From George Moore's The Untilled Field of 1903, the Irish story has shown a tendency to react against the standard conception of the Irish story. First Moore, and then Joyce, had no time for peasant romanticism. They are jointly credited with giving an impetus to a form of writing attuned to modern times, full of truth and complexity.

Inevitably, though, other stereotypes crept in – priests, sin, red petticoats, drowned fishermen, revolutionaries holed up in the hills – to be discarded in their turn. Avant-garde anthologists (and there were many) throughout the 20th century compiled their selections in accordance with a topical agenda, but also with a basic objective in mind: simply to put together the best of whatever was available at any given moment.

Anne Enright's The Granta Book of the Irish Short Story follows the same pattern, including the giants of the genre (everyone from Elizabeth Bowen to William Trevor, whose marvellous story, "The Dressmaker's Child", brings the book to a forceful conclusion). It includes these giants alongside the untried, undervalued and up-and-coming. Her selection is confined to writers born after 1900 – though Bowen, six months on the wrong side of the cut-off point, gets in nevertheless, with the subtle and lucid "adultery" story, "Summer Night".

Indeed, more than half of Enright's contributors have a date of birth after 1950, allowing scope for a good range of "contemporary" tones – not all of them making for compelling reading. Some of her choices seem pretty pointless or disagreeable, and a couple are oblique to the point of incomprehensibility. But most deserve their place in the book.

The non-chronological arrangement works well, with stories from different eras striking sparks off one another. Occasionally, to good effect, the editor opts for an unexpected inclusion: Sean O Faolain's charming piece about a trout, for example, rather than, say, "A Broken World" or "Midsummer Night Madness".

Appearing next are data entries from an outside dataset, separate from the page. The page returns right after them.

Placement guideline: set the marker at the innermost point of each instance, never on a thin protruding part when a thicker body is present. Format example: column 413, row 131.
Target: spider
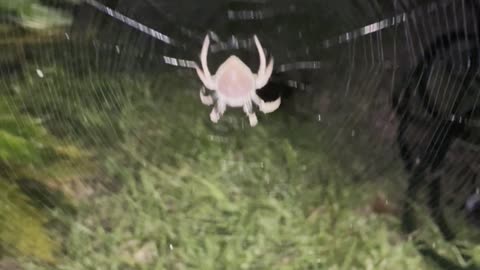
column 235, row 85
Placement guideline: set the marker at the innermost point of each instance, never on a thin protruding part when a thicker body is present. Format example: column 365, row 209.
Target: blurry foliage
column 202, row 196
column 33, row 15
column 28, row 151
column 22, row 227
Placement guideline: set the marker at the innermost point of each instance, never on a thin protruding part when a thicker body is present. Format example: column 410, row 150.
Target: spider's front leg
column 252, row 117
column 218, row 110
column 206, row 98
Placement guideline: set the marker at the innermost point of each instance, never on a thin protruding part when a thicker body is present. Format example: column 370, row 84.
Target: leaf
column 22, row 226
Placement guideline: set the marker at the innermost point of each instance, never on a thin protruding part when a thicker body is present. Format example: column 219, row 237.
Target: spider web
column 386, row 90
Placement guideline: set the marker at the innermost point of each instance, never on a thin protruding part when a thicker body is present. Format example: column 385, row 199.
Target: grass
column 193, row 195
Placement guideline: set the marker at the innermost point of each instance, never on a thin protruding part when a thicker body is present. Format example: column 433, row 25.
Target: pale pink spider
column 235, row 85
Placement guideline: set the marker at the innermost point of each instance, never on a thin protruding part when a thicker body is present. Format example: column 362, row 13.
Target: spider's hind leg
column 218, row 110
column 206, row 98
column 252, row 117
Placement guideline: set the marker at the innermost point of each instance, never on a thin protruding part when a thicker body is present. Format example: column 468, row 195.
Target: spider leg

The earlier "Troubles" of the 20th century do not get a showing at all (consigned, perhaps, to the "old hat" category), and the later, Northern outbreak is represented chiefly by a single story, among the strongest in the book: Anne Devlin's resonant "Naming the Names". Non-traditional nuns and priests are here, in the entertaining story by Edna O'Brien, and in Colm Tóibín's restrained and cogent "A Priest in the Family". Among other things to relish are the bleak eloquence of Claire Keegan, Eilis Ni Dhuibhne's pungent "Midwife to the Fairies", and Joseph O'Connor's colloquial and striking "Mothers Were all the Same". Roddy Doyle contributes a touch of Dublin Grand Guignol, and for engaging irony and wryness we have Mary Lavin's "Lilacs", and Bernard MacLavery making a device for illumination out of a slight case of lockjaw.

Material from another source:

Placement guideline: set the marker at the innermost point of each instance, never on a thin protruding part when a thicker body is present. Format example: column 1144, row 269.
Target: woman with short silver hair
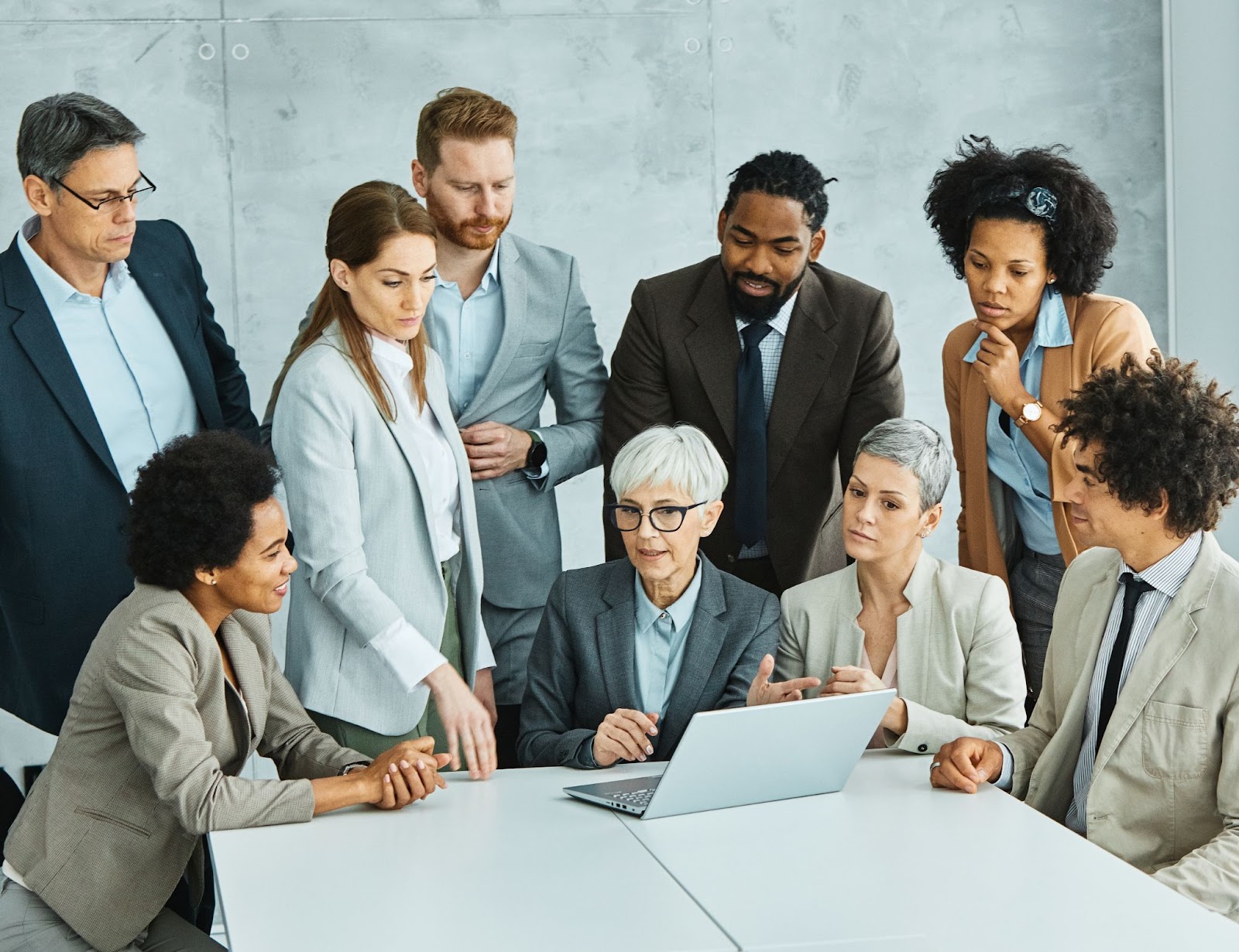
column 939, row 634
column 629, row 650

But where, we might ask, are Benedict Kiely with all his exuberance and eccentricity, the urbane Julia O'Faolain, John Montague, John Morrow or Maurice Leitch (to take these examples)? You won't find them here. However, as Elizabeth Bowen said about Lord Dunsany, any anthologist's brief is to put together a volume to please himself (or herself) "and, please God, infuriate others".

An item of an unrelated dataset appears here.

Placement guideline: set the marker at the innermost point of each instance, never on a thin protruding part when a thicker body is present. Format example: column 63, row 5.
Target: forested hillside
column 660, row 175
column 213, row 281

Enright doesn't go quite so far in setting out her criteria in the introduction – incidentally, one of the highlights of The Granta Book. But she sticks to her guns while saying some pertinent things about the Irish story in general, with all its new departures and old inescapables, and about this selection in particular. Her introduction is framed in a style all its own: quirky, provocative and disarming.